In light of the potential effect on CYP3A4, unlikely timeframe for imatinib hepatotoxicity, and the lack of reports of isolated ginseng-induced hepatitis, we propose that the simultaneous administration of ginseng and imatinib led to the late onset of imatinib-induced hepatotoxicity in this patient.
Although we focus on the above-described interaction to explain this patient's hepatotoxicity, a second potential interaction mechanism involving drug transporters may play a role. P-glycoprotein (P-GP), an intestinal enterocyte drug transporter, is responsible for pumping drugs out of the body, thus serving to decrease drug bioavailability. Imatinib is a P-GP substrate 18 ; therefore, its plasma concentration may be dependent on P-GP activity. P. ginseng has been shown to inhibit P-GP 19 ; as a result, the intestinal absorption and bioavailability of imatinib could theoretically increase with concurrent ginseng ingestion. This drug-herb interaction involving drug transporters may act in synergy with the interaction on CYP3A4, further potentiating imatinib's hepatotoxic effect.
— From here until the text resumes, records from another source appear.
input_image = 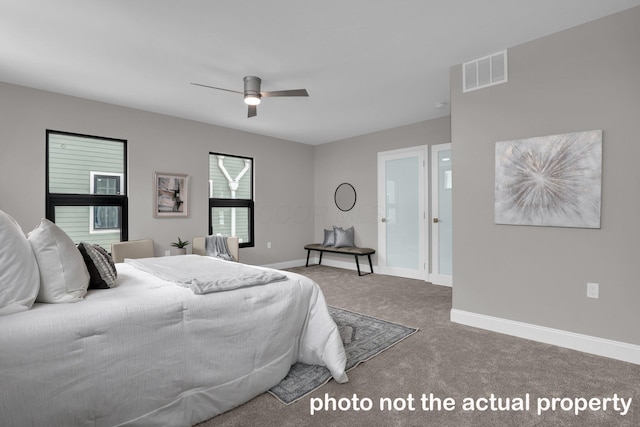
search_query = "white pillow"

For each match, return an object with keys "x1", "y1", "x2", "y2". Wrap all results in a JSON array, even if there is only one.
[
  {"x1": 0, "y1": 211, "x2": 40, "y2": 316},
  {"x1": 27, "y1": 218, "x2": 89, "y2": 303}
]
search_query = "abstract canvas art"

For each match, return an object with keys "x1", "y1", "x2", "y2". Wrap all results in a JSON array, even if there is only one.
[{"x1": 495, "y1": 130, "x2": 602, "y2": 228}]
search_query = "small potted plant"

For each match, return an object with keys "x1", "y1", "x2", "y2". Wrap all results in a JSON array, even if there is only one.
[{"x1": 171, "y1": 237, "x2": 189, "y2": 255}]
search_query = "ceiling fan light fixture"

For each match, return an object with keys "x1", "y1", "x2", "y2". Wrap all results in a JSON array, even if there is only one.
[{"x1": 244, "y1": 94, "x2": 260, "y2": 105}]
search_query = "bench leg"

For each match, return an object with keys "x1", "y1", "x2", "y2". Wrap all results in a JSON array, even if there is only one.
[
  {"x1": 354, "y1": 254, "x2": 373, "y2": 276},
  {"x1": 354, "y1": 255, "x2": 362, "y2": 276}
]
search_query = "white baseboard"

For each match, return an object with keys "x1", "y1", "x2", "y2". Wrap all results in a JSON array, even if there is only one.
[{"x1": 450, "y1": 309, "x2": 640, "y2": 365}]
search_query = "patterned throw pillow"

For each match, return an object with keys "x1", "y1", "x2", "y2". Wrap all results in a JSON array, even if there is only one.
[
  {"x1": 78, "y1": 242, "x2": 118, "y2": 289},
  {"x1": 333, "y1": 226, "x2": 355, "y2": 248}
]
CML is a rare disease, with about 4500 patients diagnosed every year. With imatinib, greater than 80% of patients will be alive with no evidence of disease progression after at least 7 years. Thus, the prevalence of this disease will slowly increase and more patients will be on long-term therapy with this drug. This case emphasizes 2 points: the importance of continuous monitoring of liver function tests in patients on imatinib therapy, even after several years, and the importance of counseling patients to avoid ginseng and any other over-the-counter herbal supplements that may interact with imatinib.